Everyone will need to make sacrifices to "flatten the curve" of coronavirus cases, but it needs to be a collective effort, Daybell commented.

“The vast majority of the general public are doing the right thing and are staying at home," he explained. "But there are still lots of people who aren’t and there is this grey area between people who are conscientious and they are trying but they have got relatives or partners who they don’t live with. They think if this is going to go on for months we need to see each other which is understandable but in the current climate it is not acceptable. If you don’t live with the person you can’t socialise with them at all.

It is obviously difficult and a big sacrifice for a lot of people and that is just how it has to be. It might not be your relatives or friends who are affected by it at the moment but somewhere down the line it will be someone you know who ends up in hospital on a ventilator.

"Looking at the other countries and how they have managed things the only true way to flatten the curve and slow the spread is to self-isolate and to make sure everyone is adhering to those rules. There is no way round it and it is going to be hard and everyone is going to suffer but it has to happen for us to keep a handle on things.”

What about Games preparation?

News broke on 24 March that the Tokyo 2020 Olympic and Paralympic Games would be postponsed to 2021. The International Paralympic Committee has been working to develop a set of recommendations for its membership in relation to the rescheduled Games classification activities, and weekly updates will be communicated on

As someone who was hoping to compete in his third Paralympics later this year, Daybell is in a unique position to appreciate how the postponement of Tokyo 2020 has hit many athletes hard while also being seen as relatively unimportant by the public in the current global situation.

Kim Daybell (left) captured silver at the 2018 Commonwealth Games


“I think people might say ‘well they just have to wait a year’ and when you put things into perspective it is not a big deal – it will happen," Daybell explained. "But as an athlete I can appreciate the difficulties that other athletes are going through now. A year is a long time in sport – especially Paralympic sport with the athletes who have deteriorating conditions and who’s to say where they will be in a year’s time. All the athletes have been gearing themselves up for this year and there is a lot of stress and high pressure involved and for all that to just dissipate is very difficult.

“But for me personally, I want to try and help as best I can and it is quite nice to be able to do that," he said. 

One of the things that people seem to be struggling with is that feeling of powerlessness where they can’t do anything. I’m lucky to have the skill-set to help fight what is going on and that is a positive that I’m taking.

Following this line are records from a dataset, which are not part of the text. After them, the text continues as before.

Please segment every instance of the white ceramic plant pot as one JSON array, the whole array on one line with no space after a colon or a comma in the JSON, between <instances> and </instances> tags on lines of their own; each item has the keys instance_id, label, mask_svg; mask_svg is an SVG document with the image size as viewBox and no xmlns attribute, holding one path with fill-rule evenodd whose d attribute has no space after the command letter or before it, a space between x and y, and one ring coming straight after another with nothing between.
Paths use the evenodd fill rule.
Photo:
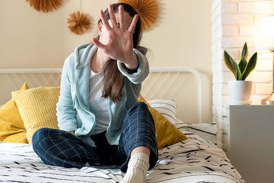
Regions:
<instances>
[{"instance_id":1,"label":"white ceramic plant pot","mask_svg":"<svg viewBox=\"0 0 274 183\"><path fill-rule=\"evenodd\" d=\"M252 90L251 81L229 81L230 105L248 105L251 103L249 101Z\"/></svg>"}]
</instances>

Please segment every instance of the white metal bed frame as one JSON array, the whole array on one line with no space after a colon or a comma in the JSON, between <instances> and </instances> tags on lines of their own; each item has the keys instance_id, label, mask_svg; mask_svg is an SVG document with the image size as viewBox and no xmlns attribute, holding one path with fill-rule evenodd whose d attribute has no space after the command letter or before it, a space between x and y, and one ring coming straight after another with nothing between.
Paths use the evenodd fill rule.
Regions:
<instances>
[{"instance_id":1,"label":"white metal bed frame","mask_svg":"<svg viewBox=\"0 0 274 183\"><path fill-rule=\"evenodd\" d=\"M26 74L40 74L40 76L43 78L44 80L49 80L50 78L46 78L42 74L43 73L61 73L62 69L61 68L53 68L53 69L0 69L0 74L4 74L7 77L10 78L10 74L14 74L15 80L20 81L21 77L17 75L16 74L23 75L23 77L26 77ZM172 84L173 81L175 80L176 77L178 76L179 72L188 72L193 74L197 79L198 82L198 117L199 117L199 123L202 123L202 115L203 115L203 84L201 80L201 75L199 72L190 67L151 67L150 68L151 73L177 73L175 76L172 79L172 80L169 82L169 84ZM51 77L52 75L49 75L49 77ZM60 77L60 74L58 76ZM157 80L157 77L155 80ZM14 83L12 83L14 88L17 88ZM32 84L30 83L30 85ZM166 90L169 88L166 87Z\"/></svg>"}]
</instances>

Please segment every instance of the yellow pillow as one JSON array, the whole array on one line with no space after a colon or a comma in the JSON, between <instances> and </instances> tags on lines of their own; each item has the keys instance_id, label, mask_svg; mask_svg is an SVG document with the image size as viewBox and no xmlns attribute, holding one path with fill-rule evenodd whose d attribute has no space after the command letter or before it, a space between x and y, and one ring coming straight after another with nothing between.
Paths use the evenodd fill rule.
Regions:
<instances>
[{"instance_id":1,"label":"yellow pillow","mask_svg":"<svg viewBox=\"0 0 274 183\"><path fill-rule=\"evenodd\" d=\"M28 88L24 83L20 90ZM0 141L28 143L25 134L24 122L14 100L11 99L0 108Z\"/></svg>"},{"instance_id":2,"label":"yellow pillow","mask_svg":"<svg viewBox=\"0 0 274 183\"><path fill-rule=\"evenodd\" d=\"M29 143L32 143L32 136L40 128L58 129L56 103L59 93L59 87L38 87L12 92L24 121Z\"/></svg>"},{"instance_id":3,"label":"yellow pillow","mask_svg":"<svg viewBox=\"0 0 274 183\"><path fill-rule=\"evenodd\" d=\"M142 101L147 105L154 119L155 128L157 133L156 140L159 149L188 139L184 133L179 131L161 113L151 108L141 95L139 96L138 101Z\"/></svg>"}]
</instances>

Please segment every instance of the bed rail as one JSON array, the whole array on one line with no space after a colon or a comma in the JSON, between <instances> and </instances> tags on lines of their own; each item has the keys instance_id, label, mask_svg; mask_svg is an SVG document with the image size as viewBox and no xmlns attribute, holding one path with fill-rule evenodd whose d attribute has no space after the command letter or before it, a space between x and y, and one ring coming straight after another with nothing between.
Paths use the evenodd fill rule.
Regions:
<instances>
[{"instance_id":1,"label":"bed rail","mask_svg":"<svg viewBox=\"0 0 274 183\"><path fill-rule=\"evenodd\" d=\"M10 93L11 90L19 88L25 82L27 82L31 88L40 86L58 86L60 85L61 72L61 68L0 69L0 81L2 80L2 83L8 82L8 81L10 82L10 85L12 87L7 88L7 93ZM151 88L153 86L152 84L147 84L146 90L151 91L152 90L154 93L160 92L162 97L164 97L169 88L169 87L174 82L177 83L176 80L182 72L190 73L197 77L198 83L198 119L199 123L202 123L203 84L201 75L197 70L190 67L182 66L151 67L150 73L156 73L156 75L151 79L151 82L155 83L157 81L158 84L157 84L157 86L154 86L153 88ZM166 73L166 75L163 77L164 79L159 80L159 78L162 78L160 76L162 73ZM164 82L166 83L164 84Z\"/></svg>"}]
</instances>

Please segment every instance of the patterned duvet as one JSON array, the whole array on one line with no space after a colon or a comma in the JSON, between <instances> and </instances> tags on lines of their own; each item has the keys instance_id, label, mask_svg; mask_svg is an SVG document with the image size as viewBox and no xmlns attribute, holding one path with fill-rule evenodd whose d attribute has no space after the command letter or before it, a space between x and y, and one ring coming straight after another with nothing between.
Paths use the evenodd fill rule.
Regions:
<instances>
[{"instance_id":1,"label":"patterned duvet","mask_svg":"<svg viewBox=\"0 0 274 183\"><path fill-rule=\"evenodd\" d=\"M177 125L188 140L159 151L159 160L148 171L147 182L245 182L223 151L201 137L216 136L202 125L199 129L198 125ZM216 123L206 125L206 129L216 127ZM31 145L0 143L0 182L119 182L123 175L92 167L49 166L42 163Z\"/></svg>"}]
</instances>

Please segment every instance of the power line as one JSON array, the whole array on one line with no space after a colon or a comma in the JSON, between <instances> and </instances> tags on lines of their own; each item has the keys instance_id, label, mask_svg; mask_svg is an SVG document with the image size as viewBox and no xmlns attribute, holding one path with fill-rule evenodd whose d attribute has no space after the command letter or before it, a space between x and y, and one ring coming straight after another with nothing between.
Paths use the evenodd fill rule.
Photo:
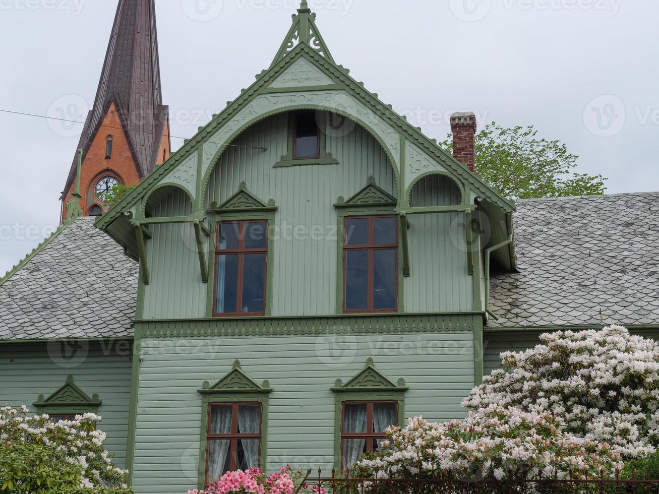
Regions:
<instances>
[{"instance_id":1,"label":"power line","mask_svg":"<svg viewBox=\"0 0 659 494\"><path fill-rule=\"evenodd\" d=\"M82 125L84 125L85 124L86 124L86 122L80 122L80 121L77 121L77 120L67 120L65 119L58 119L57 117L48 117L47 115L36 115L34 113L24 113L22 111L13 111L12 110L4 110L4 109L3 109L1 108L0 108L0 112L2 112L3 113L11 113L11 114L13 114L13 115L24 115L25 117L34 117L37 118L37 119L45 119L47 120L57 120L57 121L58 121L59 122L67 122L69 123L76 123L76 124L81 124ZM100 126L101 126L101 127L106 127L107 128L115 128L115 129L119 129L120 130L123 130L123 128L122 127L115 127L115 126L112 126L112 125L105 125L105 124L101 124ZM142 130L140 130L140 132L144 132L145 134L151 134L152 135L154 135L154 136L157 135L156 132L146 132L146 131L142 131ZM163 134L163 136L164 136L164 135L165 134ZM173 138L174 139L183 139L184 140L188 138L187 137L179 137L178 136L171 136L171 135L170 135L169 137ZM229 144L229 146L232 146L233 148L246 148L246 146L238 146L237 144ZM261 149L261 148L259 148L259 149Z\"/></svg>"}]
</instances>

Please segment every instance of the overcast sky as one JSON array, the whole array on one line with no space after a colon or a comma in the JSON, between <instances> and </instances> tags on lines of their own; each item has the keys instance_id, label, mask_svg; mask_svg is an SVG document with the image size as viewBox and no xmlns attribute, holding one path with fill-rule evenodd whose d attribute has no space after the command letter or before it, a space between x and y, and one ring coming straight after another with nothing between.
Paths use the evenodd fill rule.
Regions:
<instances>
[{"instance_id":1,"label":"overcast sky","mask_svg":"<svg viewBox=\"0 0 659 494\"><path fill-rule=\"evenodd\" d=\"M156 0L163 102L188 138L267 68L297 0ZM430 137L532 124L608 192L659 190L656 0L310 0L335 60ZM117 0L0 0L0 109L84 121ZM0 112L0 276L59 225L81 124ZM174 150L183 139L173 138Z\"/></svg>"}]
</instances>

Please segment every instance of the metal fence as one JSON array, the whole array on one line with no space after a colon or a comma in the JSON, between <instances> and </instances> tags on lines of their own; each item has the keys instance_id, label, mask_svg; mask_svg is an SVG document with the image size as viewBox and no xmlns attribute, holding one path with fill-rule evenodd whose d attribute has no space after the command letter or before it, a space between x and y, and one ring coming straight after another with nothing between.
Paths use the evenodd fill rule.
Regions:
<instances>
[{"instance_id":1,"label":"metal fence","mask_svg":"<svg viewBox=\"0 0 659 494\"><path fill-rule=\"evenodd\" d=\"M639 475L630 479L498 481L401 479L386 476L346 478L337 476L334 470L331 476L323 476L322 471L319 470L317 472L309 470L304 483L307 488L326 494L659 494L659 480Z\"/></svg>"}]
</instances>

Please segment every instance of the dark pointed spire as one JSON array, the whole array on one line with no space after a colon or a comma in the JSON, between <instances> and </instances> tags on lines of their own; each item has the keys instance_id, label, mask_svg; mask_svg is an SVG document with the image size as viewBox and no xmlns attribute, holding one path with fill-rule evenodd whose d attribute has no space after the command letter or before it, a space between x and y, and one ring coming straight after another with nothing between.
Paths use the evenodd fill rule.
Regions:
<instances>
[{"instance_id":1,"label":"dark pointed spire","mask_svg":"<svg viewBox=\"0 0 659 494\"><path fill-rule=\"evenodd\" d=\"M112 103L119 121L113 124L121 123L138 173L146 177L155 168L167 119L161 94L154 0L119 0L94 107L78 145L83 159ZM75 178L75 168L74 160L65 194Z\"/></svg>"}]
</instances>

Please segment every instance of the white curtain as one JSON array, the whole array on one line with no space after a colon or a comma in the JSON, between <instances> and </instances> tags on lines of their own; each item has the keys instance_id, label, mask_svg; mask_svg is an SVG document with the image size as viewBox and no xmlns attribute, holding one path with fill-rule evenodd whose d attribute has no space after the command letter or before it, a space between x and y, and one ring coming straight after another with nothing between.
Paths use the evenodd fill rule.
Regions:
<instances>
[{"instance_id":1,"label":"white curtain","mask_svg":"<svg viewBox=\"0 0 659 494\"><path fill-rule=\"evenodd\" d=\"M227 239L225 237L220 238L219 248L227 248ZM227 274L227 256L219 256L217 257L217 303L215 310L219 313L224 312L224 278Z\"/></svg>"},{"instance_id":2,"label":"white curtain","mask_svg":"<svg viewBox=\"0 0 659 494\"><path fill-rule=\"evenodd\" d=\"M238 425L243 434L256 434L261 428L261 408L259 406L240 406ZM258 466L258 439L243 439L245 462L250 468Z\"/></svg>"},{"instance_id":3,"label":"white curtain","mask_svg":"<svg viewBox=\"0 0 659 494\"><path fill-rule=\"evenodd\" d=\"M210 418L210 433L231 433L231 408L227 406L213 407ZM230 439L208 440L208 474L206 480L218 480L225 473L224 464L229 454Z\"/></svg>"},{"instance_id":4,"label":"white curtain","mask_svg":"<svg viewBox=\"0 0 659 494\"><path fill-rule=\"evenodd\" d=\"M384 432L387 427L395 425L396 406L390 403L373 405L373 427L375 432Z\"/></svg>"},{"instance_id":5,"label":"white curtain","mask_svg":"<svg viewBox=\"0 0 659 494\"><path fill-rule=\"evenodd\" d=\"M366 405L346 405L344 409L344 431L349 433L366 431ZM343 440L343 462L342 468L347 470L354 465L364 453L365 439Z\"/></svg>"}]
</instances>

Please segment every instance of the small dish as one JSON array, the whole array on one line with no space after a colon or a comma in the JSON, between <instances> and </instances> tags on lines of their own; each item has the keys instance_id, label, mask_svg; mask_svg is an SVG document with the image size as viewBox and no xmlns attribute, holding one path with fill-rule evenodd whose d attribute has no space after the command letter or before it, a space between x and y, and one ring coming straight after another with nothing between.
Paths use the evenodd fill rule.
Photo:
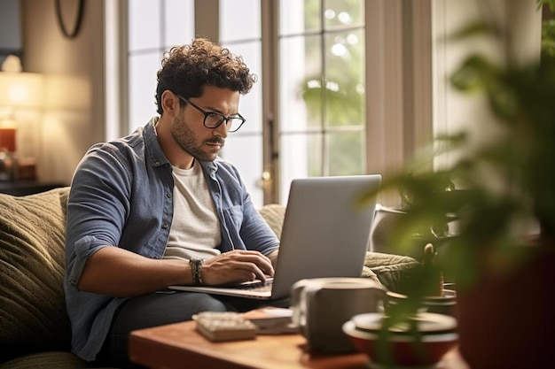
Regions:
<instances>
[{"instance_id":1,"label":"small dish","mask_svg":"<svg viewBox=\"0 0 555 369\"><path fill-rule=\"evenodd\" d=\"M381 312L358 314L342 327L356 349L366 354L374 365L433 367L458 342L455 318L420 312L413 318L418 322L419 339L409 332L408 327L389 330L389 357L384 355L383 342L379 342L384 317Z\"/></svg>"}]
</instances>

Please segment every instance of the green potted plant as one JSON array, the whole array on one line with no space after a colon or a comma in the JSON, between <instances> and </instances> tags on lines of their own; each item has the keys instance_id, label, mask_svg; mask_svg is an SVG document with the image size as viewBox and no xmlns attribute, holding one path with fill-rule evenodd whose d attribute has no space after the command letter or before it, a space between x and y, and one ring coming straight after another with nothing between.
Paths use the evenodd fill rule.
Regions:
<instances>
[{"instance_id":1,"label":"green potted plant","mask_svg":"<svg viewBox=\"0 0 555 369\"><path fill-rule=\"evenodd\" d=\"M555 2L538 1L543 4L555 10ZM477 32L492 28L472 25L457 36ZM541 367L555 329L555 56L545 51L526 65L501 65L473 54L450 81L484 94L492 118L482 124L497 135L478 145L466 132L436 137L425 155L385 178L381 192L418 199L403 207L393 242L412 245L430 225L456 223L440 268L457 285L463 357L473 369ZM422 170L446 152L457 159ZM454 189L436 190L451 181ZM410 317L432 283L435 274L423 272L384 327Z\"/></svg>"}]
</instances>

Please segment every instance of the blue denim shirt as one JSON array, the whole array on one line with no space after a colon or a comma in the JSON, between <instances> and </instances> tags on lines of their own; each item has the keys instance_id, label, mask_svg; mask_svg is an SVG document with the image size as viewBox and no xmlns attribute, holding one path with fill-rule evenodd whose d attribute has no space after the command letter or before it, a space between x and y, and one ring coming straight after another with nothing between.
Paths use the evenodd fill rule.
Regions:
<instances>
[{"instance_id":1,"label":"blue denim shirt","mask_svg":"<svg viewBox=\"0 0 555 369\"><path fill-rule=\"evenodd\" d=\"M64 289L72 350L88 361L95 359L125 299L77 289L87 259L106 246L146 258L164 255L174 217L174 181L158 142L157 120L121 139L92 146L72 181ZM237 169L221 159L200 164L220 218L219 250L255 250L264 255L277 250L278 240L251 203Z\"/></svg>"}]
</instances>

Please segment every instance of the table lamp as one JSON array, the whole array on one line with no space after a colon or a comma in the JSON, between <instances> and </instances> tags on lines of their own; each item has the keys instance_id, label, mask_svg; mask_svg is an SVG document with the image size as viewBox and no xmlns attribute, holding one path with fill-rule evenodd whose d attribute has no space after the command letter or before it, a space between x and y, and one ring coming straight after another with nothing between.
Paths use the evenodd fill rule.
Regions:
<instances>
[{"instance_id":1,"label":"table lamp","mask_svg":"<svg viewBox=\"0 0 555 369\"><path fill-rule=\"evenodd\" d=\"M16 181L20 177L15 112L21 109L41 107L43 84L42 74L21 72L21 62L16 56L8 56L2 64L2 72L0 72L0 112L3 112L0 115L0 181Z\"/></svg>"}]
</instances>

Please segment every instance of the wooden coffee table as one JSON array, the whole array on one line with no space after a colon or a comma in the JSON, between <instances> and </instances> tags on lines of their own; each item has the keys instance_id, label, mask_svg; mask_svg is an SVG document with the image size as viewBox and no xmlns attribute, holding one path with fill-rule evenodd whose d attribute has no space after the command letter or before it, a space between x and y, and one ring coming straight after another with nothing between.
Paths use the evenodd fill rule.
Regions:
<instances>
[{"instance_id":1,"label":"wooden coffee table","mask_svg":"<svg viewBox=\"0 0 555 369\"><path fill-rule=\"evenodd\" d=\"M196 322L187 321L132 332L131 360L158 369L368 369L368 358L360 353L310 353L306 339L297 334L213 342L195 327ZM443 363L442 369L468 369L456 350Z\"/></svg>"}]
</instances>

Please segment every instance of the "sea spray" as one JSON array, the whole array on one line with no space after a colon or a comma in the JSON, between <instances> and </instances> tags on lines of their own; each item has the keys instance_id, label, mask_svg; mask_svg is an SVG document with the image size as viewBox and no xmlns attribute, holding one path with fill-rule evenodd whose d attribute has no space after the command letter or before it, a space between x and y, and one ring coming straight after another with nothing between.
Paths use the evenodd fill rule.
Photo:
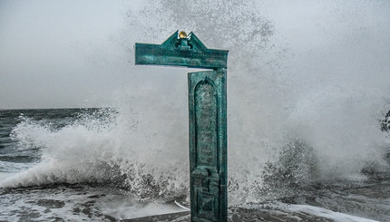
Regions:
<instances>
[{"instance_id":1,"label":"sea spray","mask_svg":"<svg viewBox=\"0 0 390 222\"><path fill-rule=\"evenodd\" d=\"M1 186L108 183L140 198L186 197L188 70L132 65L135 42L161 43L177 29L229 50L229 204L362 179L370 166L388 170L379 120L390 101L389 8L377 1L146 2L129 10L128 26L111 43L129 63L102 67L132 79L113 92L115 111L60 130L24 121L15 139L40 147L42 161Z\"/></svg>"}]
</instances>

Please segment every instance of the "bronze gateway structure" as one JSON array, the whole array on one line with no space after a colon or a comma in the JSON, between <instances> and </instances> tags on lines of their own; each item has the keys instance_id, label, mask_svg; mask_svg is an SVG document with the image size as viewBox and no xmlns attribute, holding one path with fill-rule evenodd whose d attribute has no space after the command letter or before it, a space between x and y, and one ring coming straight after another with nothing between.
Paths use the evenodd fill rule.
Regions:
<instances>
[{"instance_id":1,"label":"bronze gateway structure","mask_svg":"<svg viewBox=\"0 0 390 222\"><path fill-rule=\"evenodd\" d=\"M191 221L227 221L228 51L176 31L161 44L135 43L135 64L210 71L188 73Z\"/></svg>"}]
</instances>

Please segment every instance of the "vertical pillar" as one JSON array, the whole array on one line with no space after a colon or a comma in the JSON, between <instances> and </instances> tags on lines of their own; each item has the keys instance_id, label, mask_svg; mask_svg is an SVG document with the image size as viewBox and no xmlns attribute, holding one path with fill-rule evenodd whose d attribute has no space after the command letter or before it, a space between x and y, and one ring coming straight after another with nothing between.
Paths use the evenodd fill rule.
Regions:
<instances>
[{"instance_id":1,"label":"vertical pillar","mask_svg":"<svg viewBox=\"0 0 390 222\"><path fill-rule=\"evenodd\" d=\"M226 69L188 78L191 221L227 221Z\"/></svg>"}]
</instances>

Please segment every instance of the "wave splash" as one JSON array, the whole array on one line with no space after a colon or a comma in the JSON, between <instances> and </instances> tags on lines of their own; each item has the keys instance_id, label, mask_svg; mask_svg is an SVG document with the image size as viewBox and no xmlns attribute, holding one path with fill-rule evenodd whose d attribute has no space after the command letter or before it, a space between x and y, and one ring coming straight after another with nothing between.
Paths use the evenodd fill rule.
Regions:
<instances>
[{"instance_id":1,"label":"wave splash","mask_svg":"<svg viewBox=\"0 0 390 222\"><path fill-rule=\"evenodd\" d=\"M129 10L112 42L121 53L133 54L135 42L161 43L178 27L210 48L229 49L229 204L388 170L379 124L390 101L388 5L151 3ZM15 129L25 146L41 147L42 160L2 187L97 182L141 198L188 198L182 71L161 69L159 77L154 68L118 69L132 70L133 82L113 93L116 110L104 118L84 116L60 130L26 120Z\"/></svg>"}]
</instances>

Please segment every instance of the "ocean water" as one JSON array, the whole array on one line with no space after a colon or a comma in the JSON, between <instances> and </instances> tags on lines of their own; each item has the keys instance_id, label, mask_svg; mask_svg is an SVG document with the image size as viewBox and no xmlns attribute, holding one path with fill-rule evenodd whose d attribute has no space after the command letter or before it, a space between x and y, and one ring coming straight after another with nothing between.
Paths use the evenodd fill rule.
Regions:
<instances>
[{"instance_id":1,"label":"ocean water","mask_svg":"<svg viewBox=\"0 0 390 222\"><path fill-rule=\"evenodd\" d=\"M132 157L131 147L112 140L120 116L113 109L0 111L0 220L116 221L187 211L188 169L173 159L149 163L161 153L152 149L141 154L148 160ZM388 171L372 167L354 179L309 180L299 175L315 167L302 166L306 149L295 142L279 162L268 162L258 187L239 188L229 177L231 221L390 219ZM234 199L238 188L258 201Z\"/></svg>"},{"instance_id":2,"label":"ocean water","mask_svg":"<svg viewBox=\"0 0 390 222\"><path fill-rule=\"evenodd\" d=\"M186 210L176 203L190 204L190 69L133 65L134 43L180 29L229 50L232 221L389 221L389 10L363 0L140 1L99 51L107 56L92 61L97 76L128 80L113 108L0 111L0 220Z\"/></svg>"}]
</instances>

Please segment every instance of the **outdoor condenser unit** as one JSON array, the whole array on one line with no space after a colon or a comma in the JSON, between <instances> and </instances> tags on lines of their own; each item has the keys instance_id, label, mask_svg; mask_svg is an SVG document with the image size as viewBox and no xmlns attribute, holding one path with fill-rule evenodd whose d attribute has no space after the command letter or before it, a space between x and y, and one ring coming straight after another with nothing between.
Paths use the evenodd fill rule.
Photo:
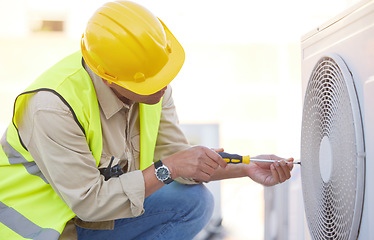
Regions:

The Sheffield native began playing table tennis at 9 years old at home in the garage with his dad, and was hooked by the speed and excitement of the sport. By 2008, Daybell made his international debut at age 16, then made his way to represent TeamGB at London 2012. But even before, his first Games, Daybell decided to also pursue medicine. Since 2010 had combined his training with studying for a degree in Medicine at Leeds University. 

At the Rio 2016 Paralympics, he reached the quarter finals of the men's class 10 event, but lots to China's Lian Hao Kim. The 27-year-old's last competition was the 2019 China Open last October, when he captured singles bronze.

"Obviously table tennis has completely taken a back seat now and sport has as well but it will always be there for me so I’ll keep it in mind for when this blows over," the Brit said. "But for now we just need to focus on making sure everyone stays healthy and looking after each other.

“The main thing is to stay vigilant and be strong. What is happening is very difficult but it is very serious and we have to come together now with a sense of community – be vigilant, be strong and stay safe.”